Summary: A Goodnight Mister Tom for today – this is the book that will make you laugh and cry …
Grace’s fun loving Mum has found a lump. Her north London world of sleepovers, tap dancing and playing the clarinet fall apart when she is sent to live with her grumpy old granddad on his farm in Yorkshire while her mother goes into hospital to get better.
Grace misses her mother so much it hurts, and doesn’t quite understand what is happening to her. And things go from bad to worse when she starts school and becomes the bullies newest target.
But Grace is no longer alone when she meets the wild Megan and her pig, Claude – when she’s with them she feels as if she can confront anything. At Easter time when Grace misses her mum the most, she knows she must find a way to get to London. With Megan’s help, she hatches a plan to run away that involves Claude, chocolate Easter eggs and a risky ID swap. But it’s all worth it if it means that she finally gets to see her mum …
A gorgeous story of courage and friendship that will tug at your heart strings.
As soon as I was told about A Room Full of Chocolate, I knew it was a book that I really wanted to get my hands on. It sounded like a really intriguing story that I would love to read. Then, upon hearing so many others raving about this book, I got even more excited to read it until eventually I opened the book. Unfortunately, however, this book did not live up to the expectations that I had given it. Essentially I had expected to be blown away by this book but this simply was not the case. While I did enjoy this book and liked reading it, I was wholly disheartened by a lot of it and was constantly pulled out of the story due to the issues I had with it. I would still recommend it, but I certainly would warn that it’s not a brilliant book.
One of the things I was most drawn to about this book was that it sounded like a cute story of friendship and dealing with big scary illnesses in a really lovely way. While this book does deal with friendship, and dealing with big scary illnesses, and has its cute moments, it just didn’t deliver as I hoped it would. The biggest problem I had with the book was that there were never any repercussions for the actions of the children in the book, the pig was used as a scapegoat one too many times, and the representation of the bullying just didn’t feel right. I feel that if the characters were older then the bullying would have felt more realistic, but it was too grown up and got violent far too quickly and again, there weren’t enough consequences for these actions in the end of it. But, when you look past these things, the story is emotional, and cute, and does have a happy ending and I can see why people love it but I just couldn’t see past these issues to truly enjoy my time reading it.
I loved Grace. I thought she was the most realistic character in the book. She was rash in her decisions, kept all of her emotions at bay, and had a little bit of a temper. But she was also friendly, protective, caring, worried, and just a ten-year-old girl struggling to deal with the big real world things facing her. I also liked Megan and her free personality. She was sure of herself, strong, and protective as well. She was a great friend for Grace and I enjoyed reading about her. In all honesty, it was due to these two characters that I continued reading this book. I wanted to see where their friendship was going to take them. While some of the other characters and their actions didn’t feel quite right – such as the bullying mentioned above – I felt that these two were strong and well-written, which made it an easier book to like!
One of the best things about this book was the voice of the main character. It had a light tone that was easy to be pulled into and I found myself really wanting to read more of it. I feel that Jane has really managed to create a wonderful voice for herself and her protagonist that helps to make it an enjoyable read. While the other issues did make it hard for me to absolutely love this book, I know that I will still be keeping an eye on Jane to read whatever she publishes next as I feel that she has a lot of talent and I cannot wait to see what she will do with it. For the writing alone, I would definitely recommend this book just reminding people to take the story with a grain of salt.
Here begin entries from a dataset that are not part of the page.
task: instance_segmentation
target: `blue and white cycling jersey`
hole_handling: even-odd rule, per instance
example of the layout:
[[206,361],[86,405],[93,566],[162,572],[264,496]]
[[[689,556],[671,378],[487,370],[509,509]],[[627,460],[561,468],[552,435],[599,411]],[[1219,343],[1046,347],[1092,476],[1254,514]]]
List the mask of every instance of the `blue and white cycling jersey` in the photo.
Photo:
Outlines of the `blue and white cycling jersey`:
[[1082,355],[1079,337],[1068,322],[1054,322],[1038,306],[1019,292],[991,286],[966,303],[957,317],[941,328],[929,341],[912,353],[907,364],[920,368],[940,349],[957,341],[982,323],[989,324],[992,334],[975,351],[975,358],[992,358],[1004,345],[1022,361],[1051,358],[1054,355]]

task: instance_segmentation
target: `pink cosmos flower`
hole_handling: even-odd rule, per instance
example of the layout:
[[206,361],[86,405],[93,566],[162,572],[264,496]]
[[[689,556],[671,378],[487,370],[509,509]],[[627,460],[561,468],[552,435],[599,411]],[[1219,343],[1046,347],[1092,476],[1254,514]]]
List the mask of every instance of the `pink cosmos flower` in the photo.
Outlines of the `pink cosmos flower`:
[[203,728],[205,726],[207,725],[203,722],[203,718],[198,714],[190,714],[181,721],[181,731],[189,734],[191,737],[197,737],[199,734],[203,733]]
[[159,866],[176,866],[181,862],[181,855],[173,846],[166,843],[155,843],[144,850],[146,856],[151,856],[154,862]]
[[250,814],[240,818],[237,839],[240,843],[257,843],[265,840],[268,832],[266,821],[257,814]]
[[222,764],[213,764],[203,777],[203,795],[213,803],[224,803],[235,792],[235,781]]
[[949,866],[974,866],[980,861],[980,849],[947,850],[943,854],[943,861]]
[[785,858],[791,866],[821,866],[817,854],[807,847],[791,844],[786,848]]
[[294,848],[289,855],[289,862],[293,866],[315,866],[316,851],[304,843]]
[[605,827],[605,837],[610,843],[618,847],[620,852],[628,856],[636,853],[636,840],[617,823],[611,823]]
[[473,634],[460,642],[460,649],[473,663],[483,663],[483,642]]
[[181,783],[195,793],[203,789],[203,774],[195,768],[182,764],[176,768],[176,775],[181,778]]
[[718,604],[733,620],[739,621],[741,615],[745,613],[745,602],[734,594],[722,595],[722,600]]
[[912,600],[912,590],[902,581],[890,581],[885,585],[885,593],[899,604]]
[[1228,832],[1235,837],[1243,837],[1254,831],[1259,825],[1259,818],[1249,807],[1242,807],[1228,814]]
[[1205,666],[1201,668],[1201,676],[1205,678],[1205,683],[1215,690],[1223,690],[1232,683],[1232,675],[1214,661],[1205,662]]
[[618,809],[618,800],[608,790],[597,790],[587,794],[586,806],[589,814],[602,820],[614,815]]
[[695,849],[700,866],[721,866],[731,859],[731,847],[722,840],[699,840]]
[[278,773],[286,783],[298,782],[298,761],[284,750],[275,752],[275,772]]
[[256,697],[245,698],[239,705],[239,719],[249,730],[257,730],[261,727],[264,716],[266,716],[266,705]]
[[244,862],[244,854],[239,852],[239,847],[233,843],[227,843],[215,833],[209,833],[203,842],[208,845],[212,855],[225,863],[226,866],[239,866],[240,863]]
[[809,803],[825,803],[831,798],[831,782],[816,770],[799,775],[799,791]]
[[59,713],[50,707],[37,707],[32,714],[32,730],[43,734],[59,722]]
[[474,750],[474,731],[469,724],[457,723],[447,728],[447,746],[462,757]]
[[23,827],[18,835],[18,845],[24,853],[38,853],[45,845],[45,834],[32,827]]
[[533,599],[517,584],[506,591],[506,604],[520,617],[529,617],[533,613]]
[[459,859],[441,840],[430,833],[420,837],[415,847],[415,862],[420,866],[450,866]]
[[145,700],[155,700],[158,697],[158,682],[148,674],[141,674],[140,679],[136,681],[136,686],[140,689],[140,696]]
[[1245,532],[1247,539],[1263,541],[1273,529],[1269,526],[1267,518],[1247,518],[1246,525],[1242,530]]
Essentially this was a good story and I can see why people loved it but as it wasn’t what I was expecting and didn’t do what I was hoping it would, I struggled to love it. I did, however, still like and enjoy it and definitely want to see what Jane will be writing next. Caroline at Big Book Little Book spoke with me about this and we both decided that it is better suited for those in the higher range of middle grade fiction who can understand that what Grace and Megan did should have had heavier punishments, or to read it with younger children to be there to discuss what they think or feel about what happened. I would also add that it would be the perfect opportunity to discuss bullying with the child and what they should do if they are getting or get bullied. So it does have potential, but for me there were just a few too many things that didn’t sit right with me that pulled me away from enjoying it too much. But I’d definitely be interested to know what you think if you ever read it – or have already!